Обстоятельнее поговорить бы с людьми, почуять, чем дышат, но бойцам холодно стоять на месте. Фрунзе подал руку старшему.
— Погоняйте! Вы из Тридцатой, забайкальцы?
— Совершенно правильно, товарищ командир. Что-то мне ваша личность как будто знакомая. Вроде бы командующий.
— Так точно, — весело, шутливо ответил Фрунзе и пошел к автомобилю.
Целиной объехали обоз, помчались дальше, к Чонгару.
Выводивший к мостам и к дамбе Чонгарский полуостров занимала Тридцатая дивизия. Фрунзе знал эту дивизию еще по прошлому году. Била Колчака, пришла на Врангеля. Сибиряки, среди них тысяч пять коммунистов. Но и этим бойцам-героям не пробежать по мостам, по дамбе, если не прорвется через лед, не появится наша флотилия, если не помочь продвижением по стрелке, белым в тыл.
Стемнело, даль размазалась, серо, скучно стало в степи. Автомобили плыли, как одинокие лодки в безбрежном море. Впереди вдруг показался слабый, но живой огонек, на фоне неба — телеграфные столбы какого-то разъезда. Возле хатки, понурившись, стояли две тройки в хомутах, с постромками в шлеях; повозок не видно было; из трубы вился дымок, в окошке мигал рыжий свет.

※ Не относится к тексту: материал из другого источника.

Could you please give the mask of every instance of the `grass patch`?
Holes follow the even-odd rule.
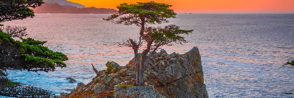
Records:
[[[91,91],[86,93],[81,93],[77,94],[75,94],[74,96],[71,97],[71,98],[86,98],[90,96],[92,96],[95,94],[94,92]]]
[[[118,84],[117,85],[118,86],[122,86],[122,87],[123,88],[125,88],[127,87],[132,87],[134,86],[134,85],[133,84]]]

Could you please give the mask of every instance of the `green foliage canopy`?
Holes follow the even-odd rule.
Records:
[[[21,66],[0,65],[0,68],[48,72],[54,71],[55,67],[66,67],[63,61],[68,60],[67,56],[43,46],[46,41],[37,41],[30,38],[21,39],[22,42],[15,41],[10,35],[0,31],[0,47],[7,45],[16,48],[19,51],[19,57],[25,63]]]
[[[32,18],[35,15],[30,7],[35,8],[44,3],[43,0],[0,0],[0,23]]]
[[[169,18],[175,17],[176,14],[172,9],[169,9],[171,6],[171,5],[154,1],[130,4],[124,3],[117,6],[119,14],[114,14],[104,19],[117,24],[136,24],[143,27],[147,23],[160,24],[168,22]]]

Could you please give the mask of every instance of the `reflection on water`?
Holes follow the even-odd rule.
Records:
[[[36,14],[3,23],[27,26],[29,37],[48,41],[45,46],[69,58],[67,68],[54,72],[12,71],[9,76],[56,93],[69,92],[76,84],[66,77],[89,82],[95,75],[91,64],[99,70],[108,61],[125,65],[132,50],[115,43],[137,38],[139,28],[102,20],[109,15]],[[284,94],[294,93],[294,67],[275,70],[294,59],[294,15],[179,14],[169,24],[194,30],[183,35],[188,43],[163,48],[170,53],[199,49],[210,97],[294,97]]]

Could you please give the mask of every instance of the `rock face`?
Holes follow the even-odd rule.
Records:
[[[159,53],[148,55],[146,62],[145,82],[154,86],[157,98],[208,98],[196,47],[183,54],[169,54],[162,49]],[[119,83],[134,83],[134,64],[133,59],[125,66],[118,66],[115,73],[106,74],[103,73],[105,71],[99,71],[102,75],[83,87],[73,90],[69,96],[94,91],[95,94],[88,96],[91,97],[113,91],[114,86]]]
[[[149,56],[149,68],[146,71],[147,79],[152,80],[149,82],[159,93],[166,98],[208,98],[196,47],[182,55],[162,52],[153,55],[164,58],[159,60],[153,58],[157,55]]]

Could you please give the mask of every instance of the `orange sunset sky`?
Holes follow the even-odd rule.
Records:
[[[176,12],[195,13],[291,13],[294,0],[68,0],[86,7],[115,8],[126,2],[154,1],[172,5]]]

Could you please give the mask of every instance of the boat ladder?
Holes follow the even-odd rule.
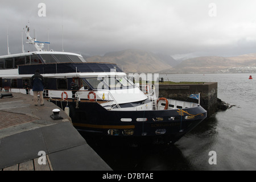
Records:
[[[109,104],[109,106],[111,107],[111,109],[121,109],[121,107],[119,105],[118,103],[117,103],[117,101],[109,91],[108,92],[108,99],[106,100],[106,101],[109,104],[114,102],[114,104]]]
[[[156,110],[158,106],[156,103],[156,96],[155,96],[155,86],[154,85],[152,85],[151,88],[152,92],[151,92],[151,94],[148,94],[148,99],[152,102],[153,106],[152,106],[152,109],[153,110]],[[151,85],[150,86],[151,86]]]

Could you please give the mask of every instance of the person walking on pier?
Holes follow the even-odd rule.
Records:
[[[40,74],[39,70],[36,69],[35,75],[31,77],[32,86],[34,94],[34,102],[35,106],[38,105],[38,94],[39,94],[40,104],[41,106],[44,105],[43,91],[44,90],[44,78]]]

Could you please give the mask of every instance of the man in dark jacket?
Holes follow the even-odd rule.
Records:
[[[38,94],[39,94],[40,104],[41,106],[44,105],[44,98],[43,97],[43,91],[44,90],[44,78],[40,75],[39,70],[36,69],[35,75],[31,77],[32,86],[34,94],[34,102],[35,105],[38,105]]]
[[[75,98],[76,98],[76,93],[79,89],[79,87],[73,81],[70,84],[71,85],[71,90],[72,90],[72,100],[73,102],[75,101]]]

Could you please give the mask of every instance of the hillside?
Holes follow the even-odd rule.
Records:
[[[106,53],[103,56],[86,58],[88,62],[108,62],[117,64],[126,73],[155,73],[172,68],[175,60],[171,56],[163,58],[150,52],[126,49]]]
[[[256,54],[235,57],[205,56],[189,59],[164,73],[214,73],[256,72]]]

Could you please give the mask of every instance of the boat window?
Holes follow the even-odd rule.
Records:
[[[88,90],[90,88],[86,84],[86,83],[84,81],[83,79],[80,79],[80,88],[84,87],[84,90]]]
[[[14,57],[14,68],[18,68],[18,65],[25,64],[25,56]]]
[[[11,87],[17,88],[17,79],[11,79]]]
[[[79,58],[82,61],[82,62],[86,62],[86,61],[85,61],[84,59],[84,57],[81,57],[81,56],[79,56]]]
[[[5,68],[5,59],[0,59],[0,69]]]
[[[43,58],[44,63],[57,63],[57,61],[52,56],[52,55],[48,54],[40,54],[41,57]]]
[[[31,55],[31,64],[42,63],[41,60],[36,55]]]
[[[101,85],[102,85],[101,89],[104,89],[102,88],[104,85],[104,84],[101,82],[102,81],[102,80],[98,80],[97,78],[86,78],[86,80],[94,89],[98,89],[98,86],[101,86]]]
[[[5,68],[13,68],[13,59],[5,59]]]
[[[102,80],[110,89],[133,86],[133,83],[125,77],[110,77],[102,78]]]
[[[57,79],[57,89],[67,89],[68,84],[65,78]]]
[[[65,63],[65,62],[71,62],[71,60],[66,55],[56,55],[54,54],[53,56],[55,57],[56,59],[60,63]]]
[[[79,59],[79,57],[77,56],[75,56],[75,55],[67,55],[68,56],[68,57],[70,58],[70,59],[73,61],[73,62],[82,62],[82,61],[81,60],[81,59]]]
[[[26,64],[30,64],[30,56],[26,56]]]

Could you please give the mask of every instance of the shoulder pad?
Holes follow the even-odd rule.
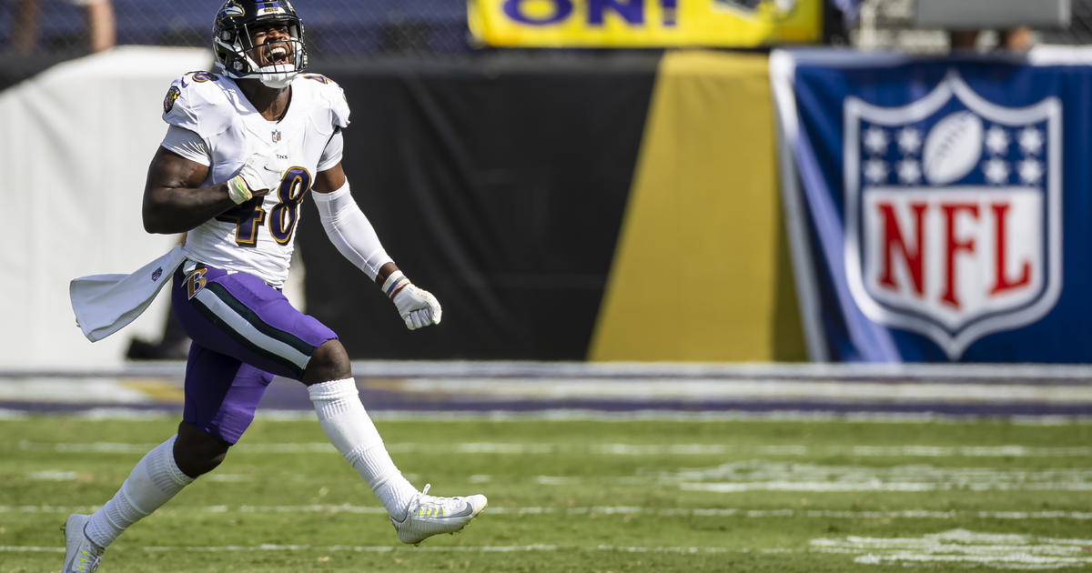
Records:
[[[230,127],[235,108],[225,104],[229,100],[219,75],[190,72],[170,83],[163,100],[163,120],[207,139]]]
[[[319,73],[300,74],[297,82],[304,83],[314,94],[314,120],[320,122],[321,128],[330,126],[335,130],[348,127],[348,102],[337,82]]]

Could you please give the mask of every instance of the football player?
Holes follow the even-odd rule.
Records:
[[[331,241],[393,301],[406,327],[440,322],[436,297],[399,271],[349,193],[341,87],[302,73],[304,25],[286,0],[229,0],[213,33],[215,70],[187,73],[167,92],[167,134],[144,190],[144,228],[186,234],[171,288],[175,315],[193,339],[182,421],[100,510],[68,517],[66,573],[95,571],[127,527],[219,465],[274,374],[307,385],[327,437],[402,541],[459,530],[486,506],[484,496],[428,496],[428,486],[418,491],[402,476],[337,336],[281,293],[299,205],[310,194]]]

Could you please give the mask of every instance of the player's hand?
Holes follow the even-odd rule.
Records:
[[[271,189],[281,186],[281,165],[272,156],[272,152],[252,154],[242,165],[239,175],[227,182],[227,192],[235,204],[264,196]]]
[[[392,297],[406,329],[416,331],[429,324],[440,323],[440,301],[431,293],[417,288],[412,283],[402,287]]]

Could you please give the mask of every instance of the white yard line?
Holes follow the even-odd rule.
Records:
[[[263,544],[257,546],[151,546],[140,548],[142,551],[155,552],[202,552],[202,553],[230,553],[230,552],[292,552],[292,551],[320,551],[320,552],[354,552],[354,553],[387,553],[391,551],[413,551],[413,552],[458,552],[458,553],[519,553],[538,551],[610,551],[626,553],[727,553],[727,552],[749,552],[747,549],[729,549],[724,547],[665,547],[665,546],[608,546],[595,547],[572,547],[556,545],[525,545],[525,546],[453,546],[453,547],[405,547],[405,546],[310,546],[310,545],[272,545]],[[34,552],[34,553],[63,553],[63,547],[35,547],[35,546],[0,546],[0,552]]]
[[[1092,539],[1057,539],[1020,534],[951,529],[914,538],[848,536],[812,539],[823,553],[855,554],[862,564],[965,563],[1005,569],[1058,569],[1092,564]]]
[[[128,442],[85,442],[85,443],[46,443],[21,440],[19,449],[23,451],[49,451],[54,453],[144,453],[154,447],[154,443]],[[400,443],[389,442],[387,450],[400,454],[432,454],[450,453],[452,451],[465,454],[497,455],[556,455],[560,453],[587,453],[596,455],[618,456],[658,456],[658,455],[772,455],[772,456],[810,456],[810,455],[852,455],[856,457],[1089,457],[1092,446],[1070,447],[1033,447],[1024,445],[995,446],[947,446],[947,445],[833,445],[808,446],[803,444],[640,444],[640,443],[512,443],[512,442],[463,442],[456,444],[432,443]],[[262,454],[302,454],[302,453],[336,453],[329,442],[301,443],[241,443],[233,447],[233,452]]]
[[[372,410],[371,418],[384,421],[490,421],[490,422],[526,422],[526,421],[597,421],[597,422],[631,422],[631,421],[673,421],[685,423],[701,422],[868,422],[868,423],[953,423],[962,425],[969,420],[1004,418],[1017,426],[1072,426],[1092,425],[1092,416],[1082,415],[977,415],[977,414],[937,414],[930,411],[898,413],[898,411],[827,411],[827,410],[793,410],[771,409],[763,411],[750,410],[667,410],[667,409],[634,409],[629,411],[603,411],[580,408],[547,408],[542,410],[506,410],[488,411],[423,411],[423,410]],[[88,408],[63,414],[29,414],[21,409],[0,408],[0,421],[23,420],[31,417],[64,418],[81,420],[114,420],[114,421],[146,421],[177,420],[177,413],[129,408]],[[263,421],[316,421],[311,410],[264,409],[258,410],[257,419]]]
[[[97,511],[96,505],[0,505],[0,514],[56,514],[91,513]],[[311,505],[171,505],[158,511],[157,514],[204,514],[204,513],[348,513],[363,515],[385,515],[387,510],[378,505],[352,504],[311,504]],[[653,510],[631,505],[594,505],[577,508],[494,508],[488,509],[489,515],[507,515],[527,517],[534,515],[648,515],[655,517],[744,517],[744,518],[787,518],[806,517],[823,520],[1072,520],[1092,521],[1092,512],[1072,511],[936,511],[936,510],[902,510],[902,511],[839,511],[839,510],[799,510],[771,509],[748,510],[743,508],[692,508]]]

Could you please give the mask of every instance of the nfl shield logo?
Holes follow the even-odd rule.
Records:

— Если в этой хатенке бойцы, остановимся на минуту, — Фрунзе твердо опустил ладонь на плечо шофера. — С возчиками на морозе не удалось поговорить как следует.
3
Не знали бойцы, что сейчас нагрянут командиры…
От покривившейся печки в станционной халупе было тепло, пахло горелой соломой. Хозяин-железнодорожник, сидя на корточках, подбрасывал в закопченную печку сухие колючие кустики перекати-поля; огонь трещал, багровые отсветы скользили по лицу.